Her duruşma öncesinde, yapılan yürüyüşlerde anmalarda ve buluşmalarda bu baskıyla karşılaştıklarını söyleyen Mısra Öz, duruşmanın yanında Çorlu Sarılar ilk yıldönümünde yapılmak istenen anıt açılışında da kolluk kuvvetlerinin baskısına maruz kaldıklarını anlatıyor: “Anıt açılışına gittiğimizde jandarmalar yolu kesmişti. Her birimize kimlik kontrolü yaptılar. Arabaları tek tek durup kimlik kontrolleri yaptılar, nereye gittiğimizi sordular. Biz yürürken yanımızdan geldiler ve bizi kameraya çektiler. Bunların her biri zaten şu anda hemen hemen tüm duruşmamızda duruşmalarımızda ve anmalarımızda hala yaşadığımız ama biraz daha dozunun azaldığı olaylar.”

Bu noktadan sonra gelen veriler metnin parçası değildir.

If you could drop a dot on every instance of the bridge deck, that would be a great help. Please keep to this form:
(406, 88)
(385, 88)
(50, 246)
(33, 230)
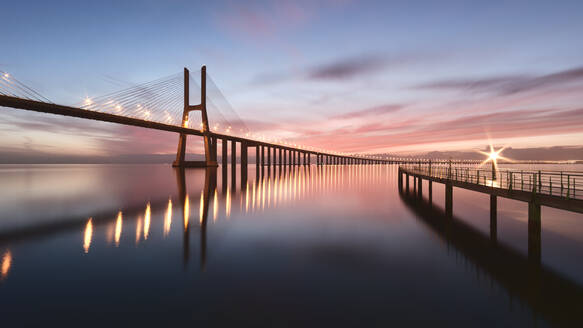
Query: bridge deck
(562, 190)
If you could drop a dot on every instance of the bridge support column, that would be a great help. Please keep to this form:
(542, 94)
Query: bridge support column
(244, 160)
(493, 218)
(256, 163)
(430, 191)
(268, 157)
(233, 164)
(448, 200)
(534, 232)
(224, 160)
(210, 145)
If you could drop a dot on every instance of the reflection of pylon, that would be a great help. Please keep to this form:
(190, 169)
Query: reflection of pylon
(210, 143)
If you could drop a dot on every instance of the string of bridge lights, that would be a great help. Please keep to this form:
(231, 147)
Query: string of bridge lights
(160, 100)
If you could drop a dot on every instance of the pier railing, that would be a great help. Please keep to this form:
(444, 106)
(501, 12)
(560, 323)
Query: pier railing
(567, 184)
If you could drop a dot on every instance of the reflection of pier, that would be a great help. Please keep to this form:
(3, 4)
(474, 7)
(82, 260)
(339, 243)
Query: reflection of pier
(557, 299)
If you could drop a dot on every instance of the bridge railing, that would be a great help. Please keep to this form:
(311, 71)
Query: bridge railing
(568, 184)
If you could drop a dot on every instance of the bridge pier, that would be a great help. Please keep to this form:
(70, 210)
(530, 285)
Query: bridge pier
(233, 164)
(224, 160)
(257, 163)
(430, 191)
(210, 142)
(449, 200)
(534, 232)
(244, 160)
(279, 151)
(493, 218)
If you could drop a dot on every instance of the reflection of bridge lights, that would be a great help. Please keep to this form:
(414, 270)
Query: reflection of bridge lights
(6, 264)
(186, 211)
(147, 221)
(118, 227)
(168, 218)
(88, 235)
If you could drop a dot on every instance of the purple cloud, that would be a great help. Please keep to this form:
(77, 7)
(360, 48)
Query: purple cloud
(348, 68)
(509, 84)
(373, 111)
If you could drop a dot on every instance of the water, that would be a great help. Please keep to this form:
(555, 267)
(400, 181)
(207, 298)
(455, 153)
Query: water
(337, 246)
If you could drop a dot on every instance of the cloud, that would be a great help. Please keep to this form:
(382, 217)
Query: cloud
(509, 84)
(374, 135)
(263, 20)
(338, 70)
(373, 111)
(348, 68)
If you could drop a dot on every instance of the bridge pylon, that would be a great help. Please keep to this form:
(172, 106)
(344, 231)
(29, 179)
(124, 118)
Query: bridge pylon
(209, 142)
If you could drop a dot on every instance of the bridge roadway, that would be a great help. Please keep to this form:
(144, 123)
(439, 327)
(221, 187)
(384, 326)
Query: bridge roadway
(281, 155)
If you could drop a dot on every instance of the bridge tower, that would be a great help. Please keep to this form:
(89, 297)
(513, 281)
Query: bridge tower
(209, 142)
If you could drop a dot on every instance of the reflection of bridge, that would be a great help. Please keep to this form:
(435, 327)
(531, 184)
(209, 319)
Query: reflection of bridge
(143, 106)
(557, 299)
(275, 187)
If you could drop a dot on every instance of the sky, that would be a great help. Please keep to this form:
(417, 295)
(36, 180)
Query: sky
(401, 77)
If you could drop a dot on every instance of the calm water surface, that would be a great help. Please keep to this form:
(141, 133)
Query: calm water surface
(335, 246)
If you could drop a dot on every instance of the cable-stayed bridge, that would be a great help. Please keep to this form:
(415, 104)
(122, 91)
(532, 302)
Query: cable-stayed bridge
(164, 104)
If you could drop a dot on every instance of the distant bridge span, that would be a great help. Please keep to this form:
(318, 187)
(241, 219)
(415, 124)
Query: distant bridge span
(267, 153)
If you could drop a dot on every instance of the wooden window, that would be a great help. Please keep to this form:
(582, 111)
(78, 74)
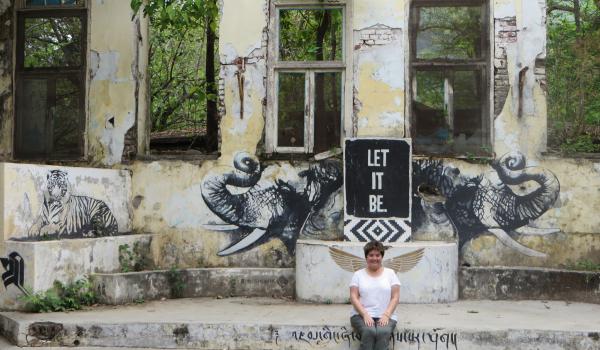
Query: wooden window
(308, 78)
(50, 79)
(449, 77)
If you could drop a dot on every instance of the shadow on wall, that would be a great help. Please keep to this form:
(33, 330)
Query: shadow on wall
(65, 215)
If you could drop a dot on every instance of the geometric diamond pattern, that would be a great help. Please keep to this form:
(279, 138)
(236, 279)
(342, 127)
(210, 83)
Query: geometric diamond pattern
(366, 230)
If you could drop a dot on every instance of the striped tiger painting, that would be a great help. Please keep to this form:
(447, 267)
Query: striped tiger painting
(66, 215)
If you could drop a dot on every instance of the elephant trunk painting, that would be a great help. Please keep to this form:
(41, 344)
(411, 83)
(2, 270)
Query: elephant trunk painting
(268, 206)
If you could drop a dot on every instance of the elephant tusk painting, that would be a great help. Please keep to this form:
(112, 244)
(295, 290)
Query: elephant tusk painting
(263, 206)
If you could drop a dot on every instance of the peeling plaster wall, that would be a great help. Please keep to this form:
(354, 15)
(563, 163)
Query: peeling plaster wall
(6, 94)
(117, 88)
(24, 187)
(519, 54)
(242, 52)
(379, 55)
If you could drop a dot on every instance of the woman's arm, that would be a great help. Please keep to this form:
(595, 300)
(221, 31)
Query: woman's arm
(385, 318)
(355, 300)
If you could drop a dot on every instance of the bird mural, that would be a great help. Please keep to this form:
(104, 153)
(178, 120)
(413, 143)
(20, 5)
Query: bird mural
(267, 207)
(400, 264)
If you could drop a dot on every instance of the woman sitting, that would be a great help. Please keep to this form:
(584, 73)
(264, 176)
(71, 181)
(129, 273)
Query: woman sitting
(374, 294)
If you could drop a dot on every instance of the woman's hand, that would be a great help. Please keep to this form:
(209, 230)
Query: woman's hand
(383, 321)
(369, 322)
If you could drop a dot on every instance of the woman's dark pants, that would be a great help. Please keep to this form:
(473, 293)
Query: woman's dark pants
(373, 338)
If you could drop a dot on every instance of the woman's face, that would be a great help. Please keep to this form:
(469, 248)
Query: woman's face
(374, 259)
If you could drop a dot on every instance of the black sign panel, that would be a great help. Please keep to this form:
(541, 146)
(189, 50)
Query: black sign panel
(377, 178)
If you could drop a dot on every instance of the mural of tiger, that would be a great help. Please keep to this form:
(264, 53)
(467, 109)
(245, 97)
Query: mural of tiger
(66, 215)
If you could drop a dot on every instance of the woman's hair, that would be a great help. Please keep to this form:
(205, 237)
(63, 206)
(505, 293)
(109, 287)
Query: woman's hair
(374, 245)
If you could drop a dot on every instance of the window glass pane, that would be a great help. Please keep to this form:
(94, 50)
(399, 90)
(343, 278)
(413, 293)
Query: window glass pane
(66, 118)
(430, 114)
(290, 116)
(33, 104)
(50, 118)
(328, 110)
(449, 32)
(52, 42)
(310, 34)
(470, 132)
(53, 2)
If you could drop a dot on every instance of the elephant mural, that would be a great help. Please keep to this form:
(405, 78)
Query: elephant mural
(269, 206)
(484, 203)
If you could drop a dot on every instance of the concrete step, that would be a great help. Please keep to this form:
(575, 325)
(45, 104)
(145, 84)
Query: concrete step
(529, 283)
(123, 288)
(261, 323)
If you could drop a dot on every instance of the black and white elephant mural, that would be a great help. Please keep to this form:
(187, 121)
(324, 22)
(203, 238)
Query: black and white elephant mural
(476, 205)
(263, 207)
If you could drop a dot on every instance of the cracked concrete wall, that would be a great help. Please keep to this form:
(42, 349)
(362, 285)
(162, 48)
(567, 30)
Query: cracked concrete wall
(117, 88)
(6, 67)
(379, 68)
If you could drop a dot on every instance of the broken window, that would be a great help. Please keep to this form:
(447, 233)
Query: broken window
(309, 78)
(449, 77)
(183, 66)
(50, 79)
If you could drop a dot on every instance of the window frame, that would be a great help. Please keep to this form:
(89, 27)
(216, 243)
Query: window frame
(309, 68)
(21, 73)
(447, 67)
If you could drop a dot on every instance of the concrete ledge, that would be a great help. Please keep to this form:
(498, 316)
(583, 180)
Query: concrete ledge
(525, 283)
(433, 280)
(65, 261)
(122, 288)
(247, 323)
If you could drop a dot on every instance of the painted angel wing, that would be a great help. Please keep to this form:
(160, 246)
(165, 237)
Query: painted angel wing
(404, 262)
(346, 261)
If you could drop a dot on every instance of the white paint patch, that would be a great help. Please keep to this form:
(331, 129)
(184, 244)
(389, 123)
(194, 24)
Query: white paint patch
(390, 12)
(389, 60)
(104, 66)
(391, 119)
(186, 209)
(363, 122)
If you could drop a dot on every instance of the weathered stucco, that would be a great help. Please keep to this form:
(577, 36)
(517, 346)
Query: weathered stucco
(25, 193)
(379, 68)
(242, 55)
(522, 123)
(117, 86)
(6, 95)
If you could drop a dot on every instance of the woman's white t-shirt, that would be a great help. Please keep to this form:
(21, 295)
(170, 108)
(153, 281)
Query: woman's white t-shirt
(375, 292)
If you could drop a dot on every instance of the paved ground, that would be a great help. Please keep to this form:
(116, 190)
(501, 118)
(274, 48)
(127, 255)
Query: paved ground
(465, 316)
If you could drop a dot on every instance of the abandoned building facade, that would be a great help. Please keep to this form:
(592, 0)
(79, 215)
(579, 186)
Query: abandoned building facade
(463, 79)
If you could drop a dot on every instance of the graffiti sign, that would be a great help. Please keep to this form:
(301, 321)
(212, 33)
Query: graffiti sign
(377, 189)
(14, 266)
(65, 215)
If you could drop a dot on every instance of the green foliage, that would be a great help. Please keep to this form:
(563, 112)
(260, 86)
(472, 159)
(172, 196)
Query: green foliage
(573, 72)
(178, 30)
(132, 259)
(62, 297)
(176, 282)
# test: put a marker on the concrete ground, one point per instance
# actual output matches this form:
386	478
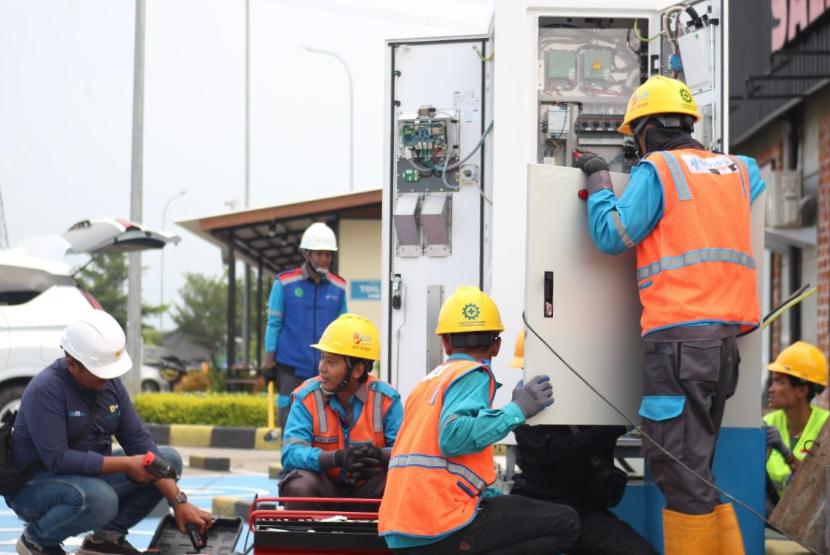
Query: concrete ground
247	477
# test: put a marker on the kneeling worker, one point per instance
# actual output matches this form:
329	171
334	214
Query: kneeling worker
67	417
796	376
343	422
574	466
442	462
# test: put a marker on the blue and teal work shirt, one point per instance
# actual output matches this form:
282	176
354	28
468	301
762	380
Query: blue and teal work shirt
298	311
297	450
467	425
640	207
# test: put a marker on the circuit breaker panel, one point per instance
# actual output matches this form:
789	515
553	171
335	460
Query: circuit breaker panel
434	202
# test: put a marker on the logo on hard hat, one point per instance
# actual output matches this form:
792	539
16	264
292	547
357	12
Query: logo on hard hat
471	311
363	342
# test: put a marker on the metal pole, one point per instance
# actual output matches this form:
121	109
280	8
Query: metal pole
340	59
132	380
246	293
161	280
259	314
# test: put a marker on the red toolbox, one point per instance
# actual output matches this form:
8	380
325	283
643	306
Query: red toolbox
328	532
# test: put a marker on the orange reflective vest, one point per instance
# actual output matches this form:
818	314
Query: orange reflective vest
427	493
329	432
696	265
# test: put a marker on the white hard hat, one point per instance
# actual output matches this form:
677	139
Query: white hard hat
97	341
318	237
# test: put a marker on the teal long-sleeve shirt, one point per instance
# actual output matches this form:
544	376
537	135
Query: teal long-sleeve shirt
297	452
467	424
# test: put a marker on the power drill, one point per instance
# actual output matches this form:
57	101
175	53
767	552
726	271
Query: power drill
159	466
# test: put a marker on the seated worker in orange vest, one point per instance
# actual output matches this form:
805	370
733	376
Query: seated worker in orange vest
343	422
442	462
574	465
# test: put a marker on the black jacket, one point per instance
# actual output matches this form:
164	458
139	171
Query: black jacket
555	461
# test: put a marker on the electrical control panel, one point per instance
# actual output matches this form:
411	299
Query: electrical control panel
588	68
428	150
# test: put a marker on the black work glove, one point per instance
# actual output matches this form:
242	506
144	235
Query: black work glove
590	163
533	396
270	375
358	458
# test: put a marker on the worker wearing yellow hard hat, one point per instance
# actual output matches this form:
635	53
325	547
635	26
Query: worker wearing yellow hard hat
442	461
797	375
574	466
343	422
686	212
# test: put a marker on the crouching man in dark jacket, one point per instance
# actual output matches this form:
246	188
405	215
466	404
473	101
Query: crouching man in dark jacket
67	417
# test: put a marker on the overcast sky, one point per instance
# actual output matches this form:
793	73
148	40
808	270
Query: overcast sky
66	70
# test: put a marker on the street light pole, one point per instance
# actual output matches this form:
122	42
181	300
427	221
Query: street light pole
340	59
161	284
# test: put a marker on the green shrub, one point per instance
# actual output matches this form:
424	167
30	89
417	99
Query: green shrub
194	381
234	410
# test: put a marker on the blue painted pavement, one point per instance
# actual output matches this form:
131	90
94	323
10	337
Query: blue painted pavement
199	489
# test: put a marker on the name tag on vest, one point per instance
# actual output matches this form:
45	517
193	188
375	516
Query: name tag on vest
720	165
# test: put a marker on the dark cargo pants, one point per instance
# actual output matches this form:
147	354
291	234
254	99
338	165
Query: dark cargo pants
705	374
287	382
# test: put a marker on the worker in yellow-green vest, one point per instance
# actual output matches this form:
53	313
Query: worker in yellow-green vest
796	376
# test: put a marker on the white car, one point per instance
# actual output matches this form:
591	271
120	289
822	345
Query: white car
39	297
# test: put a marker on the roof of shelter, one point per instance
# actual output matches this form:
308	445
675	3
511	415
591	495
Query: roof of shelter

Müdahaleler için gösterilen gerekçelerin valilik talimatı olduğu ve güvenlik gerekçesi olduğunu ifade eden Mısra Öz, kamuoyunun yeterli düzeyde tepki ya da destek göstermediğini de ekliyor: 

“Bu olay, biliyorsunuz Çorlu’da yaşandı. Biz Uzunköprü’den başlayarak trenin geçtiği her Trakya ilçesinde bir araya geldik ve adalet nöbeti tuttuk. Sevdiklerimizin fotoğraflarını koyduk ve Çorlu’da yaşanan katliamı anlattık. İnsanlar orada bir araya gelen, sesini duyurmaya çalışanların ne amaçla orada durduğunu merak etmekten ya da sorgulamaktan korkuyorlar. Bu olayın Trakya’da yaşandığı halde en çok Trakya’da can kaybı söz konusu olduğu halde biz Trakya’da, ilçelerde, Çorlu’da, Tekirdağ’da Lüleburgaz’da halkın desteğini ne yazık ki gerekli ölçüde alamadık. Ama tabii ki yanımızda olmak isteyip de gelen tek tük insanlar da oldu. Her gün adalet nöbetimize gelen bir teyzemiz vardı: “Yakından takip ediyorum ve yanınızdayım.” diyen. Sosyal medya üzerinden de, “Yanınızdayız” diye mesajlar atanlar oldu. Kamuoyunu bir şekilde bilgilendirdik. Çorlu’nun bir katliam olduğunu, hiç bilinmeyen bir olayken çığ gibi bilinmesine sebep olabilecek etkili eylemleri gerçekleştirdik. Ama üçüncü yılın içindeyiz. Hala “Böyle bir olay mı yaşanmıştı? Haberim yok.” diyen insanlarla da karşılaşıyorum.”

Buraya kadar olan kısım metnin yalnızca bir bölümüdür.